In Kabul, Prime Minister Mohammad Hassan Akhund convened an emergency meeting at the presidential palace to co-ordinate the relief effort for victims in Paktika and Khost.

The “response is on its way”, the UN resident co-ordinator in Afghanistan, Ramiz Alakbarov, wrote on Twitter.

Some remote areas of Pakistan saw reports of damage to homes near the Afghan border, but it was not immediately clear if that was due to rain or the earthquake, said Taimoor Khan, a disaster management spokesman in the area.

Pakistan’s Prime Minister Shahbaz Sharif in a statement offered his condolences over the earthquake, saying his nation will provide help to the Afghan people.

The European seismological agency, EMSC, said the earthquake’s tremors were felt over 310 miles away by 119 million people across Afghanistan, Pakistan and India.

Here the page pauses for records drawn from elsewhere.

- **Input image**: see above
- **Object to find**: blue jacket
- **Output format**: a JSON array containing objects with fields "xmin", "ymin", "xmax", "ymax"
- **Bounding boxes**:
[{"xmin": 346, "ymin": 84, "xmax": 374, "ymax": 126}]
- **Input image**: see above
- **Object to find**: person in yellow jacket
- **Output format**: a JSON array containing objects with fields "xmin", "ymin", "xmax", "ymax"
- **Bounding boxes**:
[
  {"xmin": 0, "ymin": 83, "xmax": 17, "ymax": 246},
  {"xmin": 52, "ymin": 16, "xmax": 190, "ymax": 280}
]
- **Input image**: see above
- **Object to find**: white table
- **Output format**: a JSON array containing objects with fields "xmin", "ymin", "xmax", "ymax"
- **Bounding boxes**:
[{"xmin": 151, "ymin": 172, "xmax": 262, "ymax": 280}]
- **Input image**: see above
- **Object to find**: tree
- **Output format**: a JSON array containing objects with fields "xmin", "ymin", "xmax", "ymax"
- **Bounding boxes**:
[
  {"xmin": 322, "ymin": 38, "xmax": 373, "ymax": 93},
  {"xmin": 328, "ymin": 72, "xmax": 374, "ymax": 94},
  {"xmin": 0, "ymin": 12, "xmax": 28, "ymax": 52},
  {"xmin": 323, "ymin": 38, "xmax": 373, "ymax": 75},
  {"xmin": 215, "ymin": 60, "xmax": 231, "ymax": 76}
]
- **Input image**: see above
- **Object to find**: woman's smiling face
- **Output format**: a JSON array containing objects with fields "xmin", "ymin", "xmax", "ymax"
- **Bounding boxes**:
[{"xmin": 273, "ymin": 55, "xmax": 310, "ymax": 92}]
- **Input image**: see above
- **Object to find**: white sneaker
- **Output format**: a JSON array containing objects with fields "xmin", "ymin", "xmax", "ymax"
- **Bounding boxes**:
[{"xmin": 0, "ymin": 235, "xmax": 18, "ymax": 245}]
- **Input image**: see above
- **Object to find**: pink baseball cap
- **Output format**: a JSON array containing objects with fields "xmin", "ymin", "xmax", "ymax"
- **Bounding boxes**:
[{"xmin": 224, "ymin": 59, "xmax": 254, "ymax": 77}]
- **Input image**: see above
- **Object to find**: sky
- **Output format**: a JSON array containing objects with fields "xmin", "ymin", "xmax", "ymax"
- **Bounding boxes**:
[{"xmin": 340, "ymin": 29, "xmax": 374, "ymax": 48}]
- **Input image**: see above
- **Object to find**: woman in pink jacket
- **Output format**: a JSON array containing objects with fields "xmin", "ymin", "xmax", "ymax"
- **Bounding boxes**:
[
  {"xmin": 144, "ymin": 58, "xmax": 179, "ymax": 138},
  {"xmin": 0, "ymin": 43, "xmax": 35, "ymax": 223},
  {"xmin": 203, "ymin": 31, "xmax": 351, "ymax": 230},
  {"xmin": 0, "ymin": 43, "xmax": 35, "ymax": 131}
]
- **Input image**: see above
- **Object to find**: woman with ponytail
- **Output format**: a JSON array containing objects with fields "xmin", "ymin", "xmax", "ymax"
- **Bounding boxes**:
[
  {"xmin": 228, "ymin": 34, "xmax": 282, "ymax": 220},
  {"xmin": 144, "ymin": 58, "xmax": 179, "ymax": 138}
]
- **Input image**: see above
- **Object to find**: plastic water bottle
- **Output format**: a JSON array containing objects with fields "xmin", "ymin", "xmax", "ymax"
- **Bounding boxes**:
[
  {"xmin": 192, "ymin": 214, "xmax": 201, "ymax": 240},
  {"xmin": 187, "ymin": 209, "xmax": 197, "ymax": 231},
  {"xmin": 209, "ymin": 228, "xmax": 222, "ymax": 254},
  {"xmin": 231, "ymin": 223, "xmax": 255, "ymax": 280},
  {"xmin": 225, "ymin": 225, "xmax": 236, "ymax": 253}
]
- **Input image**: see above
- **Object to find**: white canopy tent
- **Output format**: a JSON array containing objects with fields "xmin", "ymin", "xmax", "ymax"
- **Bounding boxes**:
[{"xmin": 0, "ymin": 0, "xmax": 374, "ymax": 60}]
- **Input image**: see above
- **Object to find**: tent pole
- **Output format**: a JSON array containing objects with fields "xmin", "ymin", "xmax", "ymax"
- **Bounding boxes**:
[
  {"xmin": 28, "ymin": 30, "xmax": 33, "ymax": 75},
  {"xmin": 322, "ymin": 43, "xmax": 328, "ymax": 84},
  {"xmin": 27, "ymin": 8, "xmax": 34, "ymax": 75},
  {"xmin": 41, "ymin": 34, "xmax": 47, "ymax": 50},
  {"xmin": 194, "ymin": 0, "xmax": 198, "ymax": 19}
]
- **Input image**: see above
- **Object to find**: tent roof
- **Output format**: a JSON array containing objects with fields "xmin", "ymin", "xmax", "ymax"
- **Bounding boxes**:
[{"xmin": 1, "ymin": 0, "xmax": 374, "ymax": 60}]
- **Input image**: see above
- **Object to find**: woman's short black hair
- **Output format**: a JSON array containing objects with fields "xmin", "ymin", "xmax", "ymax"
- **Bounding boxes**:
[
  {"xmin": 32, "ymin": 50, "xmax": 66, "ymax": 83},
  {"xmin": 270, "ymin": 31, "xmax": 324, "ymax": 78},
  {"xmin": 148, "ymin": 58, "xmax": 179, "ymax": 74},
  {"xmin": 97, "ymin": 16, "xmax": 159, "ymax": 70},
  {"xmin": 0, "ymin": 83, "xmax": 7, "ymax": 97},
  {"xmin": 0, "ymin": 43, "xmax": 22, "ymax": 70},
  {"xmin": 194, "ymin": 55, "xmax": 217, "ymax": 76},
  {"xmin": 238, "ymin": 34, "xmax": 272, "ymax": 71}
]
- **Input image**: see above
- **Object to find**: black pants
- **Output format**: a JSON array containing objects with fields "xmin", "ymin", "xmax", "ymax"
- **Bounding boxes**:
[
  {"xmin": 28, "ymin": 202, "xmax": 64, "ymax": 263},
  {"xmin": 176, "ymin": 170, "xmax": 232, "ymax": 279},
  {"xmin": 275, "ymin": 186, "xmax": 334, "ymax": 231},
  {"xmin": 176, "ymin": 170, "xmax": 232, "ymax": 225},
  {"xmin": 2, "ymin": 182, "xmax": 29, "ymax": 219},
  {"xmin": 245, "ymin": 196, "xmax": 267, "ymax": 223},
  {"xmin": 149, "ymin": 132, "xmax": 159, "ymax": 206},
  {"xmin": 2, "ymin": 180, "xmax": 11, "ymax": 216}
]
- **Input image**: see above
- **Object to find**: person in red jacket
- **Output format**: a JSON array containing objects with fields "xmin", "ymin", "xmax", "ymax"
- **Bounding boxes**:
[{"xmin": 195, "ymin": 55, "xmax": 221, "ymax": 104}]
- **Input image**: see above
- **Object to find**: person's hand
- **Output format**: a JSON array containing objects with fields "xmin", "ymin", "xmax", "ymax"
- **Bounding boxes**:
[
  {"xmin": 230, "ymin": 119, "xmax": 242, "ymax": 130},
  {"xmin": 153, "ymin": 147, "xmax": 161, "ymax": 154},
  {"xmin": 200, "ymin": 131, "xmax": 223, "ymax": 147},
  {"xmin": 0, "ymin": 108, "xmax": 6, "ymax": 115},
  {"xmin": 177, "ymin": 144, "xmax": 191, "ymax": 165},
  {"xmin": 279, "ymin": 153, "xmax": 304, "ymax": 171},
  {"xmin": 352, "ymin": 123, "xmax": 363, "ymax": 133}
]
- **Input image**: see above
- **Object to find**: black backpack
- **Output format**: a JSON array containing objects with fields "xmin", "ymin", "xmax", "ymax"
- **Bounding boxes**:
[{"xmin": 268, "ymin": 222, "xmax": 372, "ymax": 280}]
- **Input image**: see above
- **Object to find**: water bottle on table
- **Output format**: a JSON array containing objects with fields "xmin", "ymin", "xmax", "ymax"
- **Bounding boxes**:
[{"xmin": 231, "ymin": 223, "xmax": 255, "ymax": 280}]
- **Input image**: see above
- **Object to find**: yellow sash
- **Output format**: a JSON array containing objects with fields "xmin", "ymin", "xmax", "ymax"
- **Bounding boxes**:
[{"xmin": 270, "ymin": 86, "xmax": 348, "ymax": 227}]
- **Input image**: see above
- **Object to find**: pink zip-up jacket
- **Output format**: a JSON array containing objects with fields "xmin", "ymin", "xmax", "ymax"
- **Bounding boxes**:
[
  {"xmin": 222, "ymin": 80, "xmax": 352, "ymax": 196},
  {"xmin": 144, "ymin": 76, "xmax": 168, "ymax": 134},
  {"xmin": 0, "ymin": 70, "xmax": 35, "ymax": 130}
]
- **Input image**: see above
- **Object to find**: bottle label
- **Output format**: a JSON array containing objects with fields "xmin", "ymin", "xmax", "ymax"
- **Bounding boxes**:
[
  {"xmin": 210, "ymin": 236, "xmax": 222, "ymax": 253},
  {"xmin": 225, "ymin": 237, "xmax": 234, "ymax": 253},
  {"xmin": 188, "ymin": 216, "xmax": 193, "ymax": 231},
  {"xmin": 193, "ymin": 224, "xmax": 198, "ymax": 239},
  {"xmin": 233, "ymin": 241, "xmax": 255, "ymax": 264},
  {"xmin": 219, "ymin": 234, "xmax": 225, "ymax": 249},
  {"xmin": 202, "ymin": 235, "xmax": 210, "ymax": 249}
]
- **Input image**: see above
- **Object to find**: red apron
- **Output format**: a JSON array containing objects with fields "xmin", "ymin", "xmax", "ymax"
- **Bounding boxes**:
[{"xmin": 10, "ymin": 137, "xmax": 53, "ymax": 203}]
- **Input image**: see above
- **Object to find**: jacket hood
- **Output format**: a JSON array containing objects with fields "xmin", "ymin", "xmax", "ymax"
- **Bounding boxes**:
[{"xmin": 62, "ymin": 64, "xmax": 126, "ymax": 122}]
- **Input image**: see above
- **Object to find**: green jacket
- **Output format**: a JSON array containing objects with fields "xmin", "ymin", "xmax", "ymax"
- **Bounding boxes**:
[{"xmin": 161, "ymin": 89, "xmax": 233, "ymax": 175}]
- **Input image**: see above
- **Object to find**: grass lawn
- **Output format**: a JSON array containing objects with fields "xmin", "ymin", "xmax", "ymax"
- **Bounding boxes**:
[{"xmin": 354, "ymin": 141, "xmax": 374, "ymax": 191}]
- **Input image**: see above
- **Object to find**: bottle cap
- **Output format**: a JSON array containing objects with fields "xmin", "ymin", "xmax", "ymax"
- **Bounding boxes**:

Mountainous Afghanistan and the larger region of South Asia along the Hindu Kush mountains has long been vulnerable to devastating earthquakes.

In 2015, a major earthquake that struck the country’s northeast killed more than 200 people in Afghanistan and neighbouring northern Pakistan.

A 6.1-magnitude earthquake in 2002 killed about 1,000 people in northern Afghanistan.

And in 1998, another earthquake of the same strength and subsequent tremors in Afghanistan’s remote northeast killed at least 4,500 people.